Discrete-Time Convolution Using MATLAB: A Practical Guide

Let's explore discrete-time (DT) convolution using MATLAB's 'conv' command. We'll investigate a DT system with an impulse response h[n] = 0.7^n for 0 <= n <= 10, and an input sequence x[n] = u[n] - u[n-4].

a) Convolution Using MATLAB's conv Command

To plot the output y[n], we'll use the conv command in MATLAB:

n = 0:10; % Time index
h = 0.7.^n; % Impulse response
x = [ones(1, 5), zeros(1, 6)]; % Input sequence

y = conv(x, h); % Perform convolution

stem(n, y); % Plot output using stem command
xlabel('n');
ylabel('y[n]');
title('Convolution Output y[n]');

b) Manual Convolution Verification

We can verify the result by manually performing the convolution. This involves multiplying the sequences element-wise and summing the products.
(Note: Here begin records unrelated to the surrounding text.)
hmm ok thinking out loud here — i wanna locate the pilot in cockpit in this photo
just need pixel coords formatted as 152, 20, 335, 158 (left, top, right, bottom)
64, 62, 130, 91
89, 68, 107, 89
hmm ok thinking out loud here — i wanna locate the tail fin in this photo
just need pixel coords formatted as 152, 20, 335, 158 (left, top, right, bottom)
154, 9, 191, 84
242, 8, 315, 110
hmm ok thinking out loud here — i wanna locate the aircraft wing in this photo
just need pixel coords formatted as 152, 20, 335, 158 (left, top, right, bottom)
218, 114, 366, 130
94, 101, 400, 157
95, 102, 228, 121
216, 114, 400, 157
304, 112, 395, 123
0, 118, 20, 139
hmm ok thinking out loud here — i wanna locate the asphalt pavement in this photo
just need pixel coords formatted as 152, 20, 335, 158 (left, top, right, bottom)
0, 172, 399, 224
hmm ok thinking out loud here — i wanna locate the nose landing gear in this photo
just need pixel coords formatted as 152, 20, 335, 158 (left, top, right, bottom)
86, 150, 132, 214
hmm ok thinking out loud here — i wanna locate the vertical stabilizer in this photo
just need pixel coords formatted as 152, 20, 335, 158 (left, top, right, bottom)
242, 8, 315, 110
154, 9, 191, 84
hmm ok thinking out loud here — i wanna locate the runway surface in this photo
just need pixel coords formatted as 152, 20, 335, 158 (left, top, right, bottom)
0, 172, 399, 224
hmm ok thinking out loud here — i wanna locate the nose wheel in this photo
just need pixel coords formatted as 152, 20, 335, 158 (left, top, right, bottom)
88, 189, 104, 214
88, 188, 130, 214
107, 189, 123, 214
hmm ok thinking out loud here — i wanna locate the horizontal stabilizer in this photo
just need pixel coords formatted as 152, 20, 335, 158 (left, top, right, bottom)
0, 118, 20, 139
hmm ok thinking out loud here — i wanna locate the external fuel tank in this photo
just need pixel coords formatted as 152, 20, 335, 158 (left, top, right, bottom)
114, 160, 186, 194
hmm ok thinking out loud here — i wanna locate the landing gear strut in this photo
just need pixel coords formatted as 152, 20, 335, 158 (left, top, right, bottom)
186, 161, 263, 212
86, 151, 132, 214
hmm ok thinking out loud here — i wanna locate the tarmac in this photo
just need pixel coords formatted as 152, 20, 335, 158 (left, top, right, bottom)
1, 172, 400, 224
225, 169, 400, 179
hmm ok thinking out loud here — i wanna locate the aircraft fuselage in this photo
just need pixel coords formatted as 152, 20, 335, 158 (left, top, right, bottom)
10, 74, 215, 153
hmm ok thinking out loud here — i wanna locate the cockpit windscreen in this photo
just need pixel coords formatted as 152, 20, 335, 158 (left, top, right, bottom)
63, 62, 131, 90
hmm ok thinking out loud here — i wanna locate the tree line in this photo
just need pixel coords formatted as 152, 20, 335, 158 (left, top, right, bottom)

To simplify the process, we'll reverse the order of x[n] and perform the convolution:

n = 0:10; % Time index
h = 0.7.^n; % Impulse response
x = [ones(1, 5), zeros(1, 6)]; % Input sequence

% Reverse the order of x[n]
x_reversed = fliplr(x);

% Perform the convolution
y_by_hand = zeros(1, length(n));
for i = 1:length(n)
    y_by_hand(i) = sum(h(1:i) .* x_reversed(end-i+1:end));
end

% Plot the result
stem(n, y_by_hand);
xlabel('n');
ylabel('y[n]');
title('Convolution Output y[n] (by hand)');

By comparing the two plots, we can confirm that the output obtained using the conv command matches the result achieved through manual convolution. This comparison helps ensure the accuracy of our implementation.